Martirizzato a Tripoli il 28 maggio 1794
Demetrio era un Arvanita-Arbëresh originario del villaggio Arvanita-Arbëresh di Theisoa in Ilia, nella Morea, Peloponneso, e veniva chiamato con il diminutivo popolare del suo nome Dimitri, Mitri.
Quando era un bambino di undici anni, fu ingannato da alcuni turchi e si convertì all'Islam. Durante la sua crescita, ricoprì varie posizioni nella gerarchia dell'Impero Ottomano e arrivò a ricoprire la carica di Ipparco, con molti subordinati, schiavi e molta ricchezza.
A un certo punto, tuttavia, tornò in sé e cominciò a ricordare la Fede dei suoi antenati. Si pentì, andò a Tripoli e, dopo aver venduto tutti i suoi beni e confessato, si unì nuovamente alla Chiesa Ortodossa e visse per dieci anni come un devoto Cristiano Ortodosso.
Tuttavia, una volta, mentre si trovava a Mistra per affari, fu riconosciuto da alcuni turchi, suoi vecchi conoscenti. Lo rapirono, lo portarono a Tripoli e lo denunciarono al giudice turco per apostasia. Il giudice gli chiese poi perché avesse rinunciato all'Islam e fosse tornato al Cristianesimo. Il Santo rispose con coraggio e a voce alta: «Sono stato cristiano fin da piccolo, ma a causa della mia ingenuità infantile sono stato ingannato, ho rinnegato la Fede e sono diventato turco». Poi ho capito che la mia Fede era Luce e l'ho persa, mentre la tua era oscurità, come ho imparato a conoscere. Pertanto, confesso ora davanti a voi che ho commesso un errore abbandonando la Luce e accettando l'oscurità. Sono nato cristiano e voglio morire cristiano. Credo nel Padre, nel Figlio e nello Spirito Santo, una Trinità consustanziale e inseparabile. Per la mia fede sono pronto a sopportare qualsiasi tortura e persino a versare il mio sangue per amore del mio Salvatore Gesù Cristo».
Allora uno degli agha presenti gli chiese: Dov'è la tua barba, Mustafa agha? Il Santo rispose: Il mio nome non è Mustafa, ma Demetrio, e così sono stato battezzato, nel nome della Santissima Trinità. Per quanto riguarda la mia barba, la porto avanti da tanti anni e non solo non ho visto alcun progresso, ma non ho visto nemmeno il minimo beneficio. Per questo li tagliai e li restituii al padrone che avevo adulato invano per tanti anni. Il giudice che lo ascoltava cominciò subito a lusingarlo: "Se ritorni alla nostra religione, ti daremo onori, posizioni e donazioni". Il coraggioso martire di Cristo, applicando il detto apostolico: «Considero tutto come spazzatura, per guadagnare Cristo», rispose loro: «Io sono cristiano e credo in Gesù Cristo come Vero Dio, e tutto ciò che mi comandate, lo osservo per voi stessi, non ne ho bisogno».
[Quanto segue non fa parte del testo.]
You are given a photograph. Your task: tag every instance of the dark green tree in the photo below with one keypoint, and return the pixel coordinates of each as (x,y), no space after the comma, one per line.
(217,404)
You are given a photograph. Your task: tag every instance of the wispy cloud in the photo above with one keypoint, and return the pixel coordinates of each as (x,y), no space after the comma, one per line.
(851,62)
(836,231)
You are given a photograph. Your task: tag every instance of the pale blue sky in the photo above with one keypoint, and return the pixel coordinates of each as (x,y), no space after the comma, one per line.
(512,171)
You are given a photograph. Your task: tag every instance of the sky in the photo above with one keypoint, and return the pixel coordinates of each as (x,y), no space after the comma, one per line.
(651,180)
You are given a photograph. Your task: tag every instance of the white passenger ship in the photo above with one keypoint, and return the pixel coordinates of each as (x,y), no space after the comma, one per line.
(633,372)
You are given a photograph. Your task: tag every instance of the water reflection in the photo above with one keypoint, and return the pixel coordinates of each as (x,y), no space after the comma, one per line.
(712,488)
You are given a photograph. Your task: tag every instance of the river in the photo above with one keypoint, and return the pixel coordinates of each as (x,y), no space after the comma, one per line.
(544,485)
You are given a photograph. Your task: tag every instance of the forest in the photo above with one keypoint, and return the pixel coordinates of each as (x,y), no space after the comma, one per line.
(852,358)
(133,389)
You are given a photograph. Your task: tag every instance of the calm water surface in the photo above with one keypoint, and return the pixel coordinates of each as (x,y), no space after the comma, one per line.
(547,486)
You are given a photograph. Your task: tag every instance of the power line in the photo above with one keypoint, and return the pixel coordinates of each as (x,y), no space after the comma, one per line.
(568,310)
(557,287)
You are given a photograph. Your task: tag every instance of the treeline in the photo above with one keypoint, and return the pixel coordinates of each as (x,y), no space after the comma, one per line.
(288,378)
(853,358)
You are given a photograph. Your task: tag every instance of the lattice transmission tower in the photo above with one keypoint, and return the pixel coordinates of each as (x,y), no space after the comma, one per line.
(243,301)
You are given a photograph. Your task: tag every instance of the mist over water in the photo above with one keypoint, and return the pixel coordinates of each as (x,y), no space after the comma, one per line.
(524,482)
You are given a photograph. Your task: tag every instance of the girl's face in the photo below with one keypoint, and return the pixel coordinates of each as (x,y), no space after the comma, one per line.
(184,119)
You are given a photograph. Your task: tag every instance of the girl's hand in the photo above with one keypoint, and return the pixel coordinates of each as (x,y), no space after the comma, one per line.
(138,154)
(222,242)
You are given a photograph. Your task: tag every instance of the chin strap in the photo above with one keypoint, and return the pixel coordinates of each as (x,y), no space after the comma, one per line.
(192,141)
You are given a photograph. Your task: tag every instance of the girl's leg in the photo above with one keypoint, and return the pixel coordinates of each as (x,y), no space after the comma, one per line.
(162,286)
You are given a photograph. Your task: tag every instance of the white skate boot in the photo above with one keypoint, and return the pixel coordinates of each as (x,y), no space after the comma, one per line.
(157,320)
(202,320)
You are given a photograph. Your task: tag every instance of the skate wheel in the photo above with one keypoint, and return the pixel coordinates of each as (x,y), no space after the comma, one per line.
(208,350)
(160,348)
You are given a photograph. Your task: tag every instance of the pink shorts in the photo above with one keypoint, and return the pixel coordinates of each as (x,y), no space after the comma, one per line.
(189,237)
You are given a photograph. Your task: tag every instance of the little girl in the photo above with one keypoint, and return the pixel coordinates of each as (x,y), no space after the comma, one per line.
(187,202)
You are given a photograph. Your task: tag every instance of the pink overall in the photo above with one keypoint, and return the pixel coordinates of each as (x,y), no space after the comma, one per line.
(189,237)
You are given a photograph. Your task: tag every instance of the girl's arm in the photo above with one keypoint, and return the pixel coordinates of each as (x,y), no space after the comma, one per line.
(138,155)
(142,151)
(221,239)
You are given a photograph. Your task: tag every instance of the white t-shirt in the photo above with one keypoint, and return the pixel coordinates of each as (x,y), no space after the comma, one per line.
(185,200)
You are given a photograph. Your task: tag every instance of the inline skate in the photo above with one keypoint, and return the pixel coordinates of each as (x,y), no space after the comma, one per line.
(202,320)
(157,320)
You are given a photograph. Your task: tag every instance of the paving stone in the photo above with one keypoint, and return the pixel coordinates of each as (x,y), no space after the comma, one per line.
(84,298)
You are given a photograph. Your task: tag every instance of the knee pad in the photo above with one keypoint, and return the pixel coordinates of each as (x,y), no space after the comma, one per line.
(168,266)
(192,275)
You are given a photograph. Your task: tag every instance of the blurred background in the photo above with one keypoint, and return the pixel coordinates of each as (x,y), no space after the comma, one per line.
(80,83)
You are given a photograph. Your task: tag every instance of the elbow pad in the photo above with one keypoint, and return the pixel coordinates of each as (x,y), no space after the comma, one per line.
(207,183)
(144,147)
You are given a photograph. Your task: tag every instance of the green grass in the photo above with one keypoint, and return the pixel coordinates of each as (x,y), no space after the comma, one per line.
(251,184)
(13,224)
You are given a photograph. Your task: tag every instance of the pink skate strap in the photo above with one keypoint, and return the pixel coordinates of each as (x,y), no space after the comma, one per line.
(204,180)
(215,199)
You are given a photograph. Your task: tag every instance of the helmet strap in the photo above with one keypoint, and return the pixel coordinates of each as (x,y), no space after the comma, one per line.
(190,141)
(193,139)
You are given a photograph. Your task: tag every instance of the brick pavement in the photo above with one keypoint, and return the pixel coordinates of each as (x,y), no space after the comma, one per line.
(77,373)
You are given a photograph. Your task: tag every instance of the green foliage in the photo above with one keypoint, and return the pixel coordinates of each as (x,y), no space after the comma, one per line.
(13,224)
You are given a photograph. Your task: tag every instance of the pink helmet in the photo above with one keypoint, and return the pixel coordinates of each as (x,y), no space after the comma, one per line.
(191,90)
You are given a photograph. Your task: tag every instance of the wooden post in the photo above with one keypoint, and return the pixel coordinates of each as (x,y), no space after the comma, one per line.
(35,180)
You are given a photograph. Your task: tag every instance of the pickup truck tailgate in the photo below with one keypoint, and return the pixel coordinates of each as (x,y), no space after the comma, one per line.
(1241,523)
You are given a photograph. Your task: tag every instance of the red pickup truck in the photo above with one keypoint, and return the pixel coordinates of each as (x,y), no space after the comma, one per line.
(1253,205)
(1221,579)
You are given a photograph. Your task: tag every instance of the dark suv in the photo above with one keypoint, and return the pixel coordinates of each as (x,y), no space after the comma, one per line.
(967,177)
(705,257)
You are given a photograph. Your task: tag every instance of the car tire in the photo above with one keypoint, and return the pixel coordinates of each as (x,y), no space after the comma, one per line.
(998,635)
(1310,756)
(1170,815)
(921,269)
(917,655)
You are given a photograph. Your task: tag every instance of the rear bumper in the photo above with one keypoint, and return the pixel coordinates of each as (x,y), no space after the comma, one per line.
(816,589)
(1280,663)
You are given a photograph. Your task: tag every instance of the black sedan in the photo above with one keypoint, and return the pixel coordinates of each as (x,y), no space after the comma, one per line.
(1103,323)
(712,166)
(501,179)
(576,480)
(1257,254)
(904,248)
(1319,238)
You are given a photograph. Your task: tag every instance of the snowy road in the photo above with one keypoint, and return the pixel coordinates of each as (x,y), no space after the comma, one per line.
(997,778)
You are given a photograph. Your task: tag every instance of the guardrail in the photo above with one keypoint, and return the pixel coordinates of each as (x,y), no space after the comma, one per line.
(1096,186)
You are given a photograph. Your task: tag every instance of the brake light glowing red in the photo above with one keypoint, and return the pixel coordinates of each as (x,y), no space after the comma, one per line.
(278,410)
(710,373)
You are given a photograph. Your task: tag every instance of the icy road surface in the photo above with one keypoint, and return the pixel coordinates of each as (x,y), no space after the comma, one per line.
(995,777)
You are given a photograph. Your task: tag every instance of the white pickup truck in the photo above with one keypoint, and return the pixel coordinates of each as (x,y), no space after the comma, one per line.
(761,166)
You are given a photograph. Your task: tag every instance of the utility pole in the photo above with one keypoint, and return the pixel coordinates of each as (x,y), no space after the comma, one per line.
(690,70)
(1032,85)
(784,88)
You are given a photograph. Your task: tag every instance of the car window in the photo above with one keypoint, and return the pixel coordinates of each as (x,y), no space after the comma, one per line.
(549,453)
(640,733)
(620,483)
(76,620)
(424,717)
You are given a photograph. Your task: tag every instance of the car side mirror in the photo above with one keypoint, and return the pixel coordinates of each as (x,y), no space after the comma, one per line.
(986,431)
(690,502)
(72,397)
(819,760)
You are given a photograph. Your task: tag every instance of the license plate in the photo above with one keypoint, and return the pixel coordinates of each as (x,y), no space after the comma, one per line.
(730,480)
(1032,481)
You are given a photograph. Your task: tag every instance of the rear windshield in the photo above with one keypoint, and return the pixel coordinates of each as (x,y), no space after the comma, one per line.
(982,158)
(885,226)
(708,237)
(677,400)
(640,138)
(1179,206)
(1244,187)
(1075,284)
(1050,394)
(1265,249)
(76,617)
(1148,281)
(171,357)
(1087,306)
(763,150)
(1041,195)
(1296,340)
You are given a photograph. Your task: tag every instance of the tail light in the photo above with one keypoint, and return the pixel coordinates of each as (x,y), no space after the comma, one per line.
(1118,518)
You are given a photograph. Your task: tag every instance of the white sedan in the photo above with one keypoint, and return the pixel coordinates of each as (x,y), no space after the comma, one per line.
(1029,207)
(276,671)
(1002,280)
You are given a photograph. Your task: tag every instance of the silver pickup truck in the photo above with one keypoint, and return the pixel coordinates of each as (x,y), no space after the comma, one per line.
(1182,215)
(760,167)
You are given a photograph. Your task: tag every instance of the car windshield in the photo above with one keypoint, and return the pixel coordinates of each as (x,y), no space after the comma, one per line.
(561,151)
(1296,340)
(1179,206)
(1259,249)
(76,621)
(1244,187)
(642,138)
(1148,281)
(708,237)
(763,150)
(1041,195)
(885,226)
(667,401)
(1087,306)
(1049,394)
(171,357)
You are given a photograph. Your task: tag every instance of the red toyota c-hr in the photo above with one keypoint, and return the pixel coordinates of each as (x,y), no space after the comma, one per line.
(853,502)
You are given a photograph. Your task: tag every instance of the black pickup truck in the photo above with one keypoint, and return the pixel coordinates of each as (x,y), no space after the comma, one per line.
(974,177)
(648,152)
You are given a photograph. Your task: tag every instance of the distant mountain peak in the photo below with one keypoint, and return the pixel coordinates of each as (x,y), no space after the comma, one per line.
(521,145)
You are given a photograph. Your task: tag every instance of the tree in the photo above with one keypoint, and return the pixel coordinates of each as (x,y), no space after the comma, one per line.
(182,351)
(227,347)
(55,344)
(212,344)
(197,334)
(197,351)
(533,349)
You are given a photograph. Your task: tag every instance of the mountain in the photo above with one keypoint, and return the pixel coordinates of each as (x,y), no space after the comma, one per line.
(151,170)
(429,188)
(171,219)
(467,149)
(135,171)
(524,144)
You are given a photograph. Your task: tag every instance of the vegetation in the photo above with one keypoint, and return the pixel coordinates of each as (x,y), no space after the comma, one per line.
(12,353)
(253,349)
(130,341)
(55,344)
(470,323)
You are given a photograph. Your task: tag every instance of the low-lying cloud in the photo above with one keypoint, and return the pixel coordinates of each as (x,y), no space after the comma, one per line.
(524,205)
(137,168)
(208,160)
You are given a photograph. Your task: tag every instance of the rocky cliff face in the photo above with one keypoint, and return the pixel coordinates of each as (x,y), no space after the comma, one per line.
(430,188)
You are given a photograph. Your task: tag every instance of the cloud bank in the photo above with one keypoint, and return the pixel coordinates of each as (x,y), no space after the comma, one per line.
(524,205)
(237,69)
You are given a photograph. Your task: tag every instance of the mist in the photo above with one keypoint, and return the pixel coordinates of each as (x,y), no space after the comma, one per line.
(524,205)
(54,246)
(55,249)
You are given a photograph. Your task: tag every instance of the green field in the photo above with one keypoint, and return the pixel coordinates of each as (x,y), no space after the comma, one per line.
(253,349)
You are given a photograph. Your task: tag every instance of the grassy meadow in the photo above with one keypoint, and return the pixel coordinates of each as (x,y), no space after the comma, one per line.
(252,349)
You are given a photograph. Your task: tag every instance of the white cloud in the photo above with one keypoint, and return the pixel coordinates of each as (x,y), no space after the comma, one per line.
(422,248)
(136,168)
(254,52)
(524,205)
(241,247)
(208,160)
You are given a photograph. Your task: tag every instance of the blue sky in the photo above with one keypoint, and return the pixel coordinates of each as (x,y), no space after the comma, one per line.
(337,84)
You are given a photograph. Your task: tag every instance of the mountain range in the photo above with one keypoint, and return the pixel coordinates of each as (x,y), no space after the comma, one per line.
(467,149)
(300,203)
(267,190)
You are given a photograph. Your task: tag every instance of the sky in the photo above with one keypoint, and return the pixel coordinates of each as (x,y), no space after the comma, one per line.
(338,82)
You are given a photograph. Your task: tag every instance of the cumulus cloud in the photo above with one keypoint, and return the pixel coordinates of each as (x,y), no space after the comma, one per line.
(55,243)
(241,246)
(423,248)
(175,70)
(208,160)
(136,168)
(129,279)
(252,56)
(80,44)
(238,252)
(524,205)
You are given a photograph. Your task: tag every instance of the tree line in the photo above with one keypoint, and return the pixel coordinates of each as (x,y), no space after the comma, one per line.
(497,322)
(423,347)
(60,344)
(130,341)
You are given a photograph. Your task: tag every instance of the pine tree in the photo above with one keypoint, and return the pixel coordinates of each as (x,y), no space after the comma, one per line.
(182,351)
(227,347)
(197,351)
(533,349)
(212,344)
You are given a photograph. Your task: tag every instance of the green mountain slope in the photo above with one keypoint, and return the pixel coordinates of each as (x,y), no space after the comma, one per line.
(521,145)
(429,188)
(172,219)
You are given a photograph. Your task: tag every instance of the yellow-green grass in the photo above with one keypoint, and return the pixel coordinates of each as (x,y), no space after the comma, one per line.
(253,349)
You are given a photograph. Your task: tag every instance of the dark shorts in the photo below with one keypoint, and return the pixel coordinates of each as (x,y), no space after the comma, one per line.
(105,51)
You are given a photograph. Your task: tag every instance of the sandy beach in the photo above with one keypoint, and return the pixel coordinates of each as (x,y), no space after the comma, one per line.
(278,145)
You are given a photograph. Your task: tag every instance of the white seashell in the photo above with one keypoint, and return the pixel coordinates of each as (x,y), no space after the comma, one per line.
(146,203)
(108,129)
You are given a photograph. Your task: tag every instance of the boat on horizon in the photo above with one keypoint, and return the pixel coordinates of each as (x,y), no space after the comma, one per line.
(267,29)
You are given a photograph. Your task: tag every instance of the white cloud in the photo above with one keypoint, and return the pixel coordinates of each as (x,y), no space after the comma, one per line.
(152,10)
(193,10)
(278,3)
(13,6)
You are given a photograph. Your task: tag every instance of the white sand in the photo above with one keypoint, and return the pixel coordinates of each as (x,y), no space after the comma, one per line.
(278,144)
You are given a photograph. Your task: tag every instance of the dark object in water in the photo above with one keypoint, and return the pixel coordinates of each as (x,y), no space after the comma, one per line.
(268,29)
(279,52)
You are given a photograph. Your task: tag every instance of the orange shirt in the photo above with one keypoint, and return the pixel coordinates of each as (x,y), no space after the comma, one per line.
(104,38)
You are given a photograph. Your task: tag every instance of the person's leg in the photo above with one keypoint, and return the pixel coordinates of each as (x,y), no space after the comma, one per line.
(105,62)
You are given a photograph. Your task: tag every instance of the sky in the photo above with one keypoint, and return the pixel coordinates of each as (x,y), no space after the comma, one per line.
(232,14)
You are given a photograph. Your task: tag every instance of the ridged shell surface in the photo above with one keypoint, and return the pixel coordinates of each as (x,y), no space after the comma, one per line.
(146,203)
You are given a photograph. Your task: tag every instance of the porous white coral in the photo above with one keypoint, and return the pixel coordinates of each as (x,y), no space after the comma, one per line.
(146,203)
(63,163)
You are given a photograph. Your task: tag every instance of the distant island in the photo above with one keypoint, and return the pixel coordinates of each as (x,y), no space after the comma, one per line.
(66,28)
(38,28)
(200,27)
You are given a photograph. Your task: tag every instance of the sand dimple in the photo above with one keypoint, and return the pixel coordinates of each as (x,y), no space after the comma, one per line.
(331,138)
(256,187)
Quindi lo rinchiusero in prigione e tutti gli imam e gli hodja si radunarono e cercarono di farlo ritornare alla loro fede. Il Santo non solo non prestò attenzione alle loro parole, ma parlò anche in modo dispregiativo della loro religione e del profeta. Così, vedendo la sua fermezza, il comandante turco ordinò la sua decapitazione. Lo portarono con le mani legate al luogo dell'esecuzione. Il boia cercò perfino all'ultimo momento di convincerlo a ritornare all'Islam, dicendogli: pover'uomo, fai la tua preghiera (confessione di fede nell'Islam) almeno adesso, all'ultimo momento, e Dio è misericordioso e avrà pietà di te. Il Santo, quando l'udì, rise, sputò e maledisse la preghiera e coloro che credevano in essa. Confessò di nuovo il Dio Uno e Trino. Chiese ai cristiani presenti di pregare per lui. Con una preghiera sulle labbra, fu decapitato il 28 maggio 1794, domenica di Pentecoste.
Al calare della notte, i cristiani, con il permesso del pascià, presero le sue spoglie e le seppellirono nella chiesa di San Demetrio Mirroportatore. Il seguente miracolo avvenne con le reliquie del Santo Martire. La sua mano destra rimase dritta e ferma, con tre dita unite, mentre faceva il segno della croce. Quando lo misero nella tomba, cercarono di piegargli il braccio, ma invano. Alla fine decisero di romperlo con un piccone. Immediatamente la mano, inflessibile e immobile, si piegò da sola e si posò sul corpo del martire Kallinikos.
Per intercessione del Santo Nuovo Martire Arvanita-Arbëresh, rendici degni, o Signore, del tuo Regno.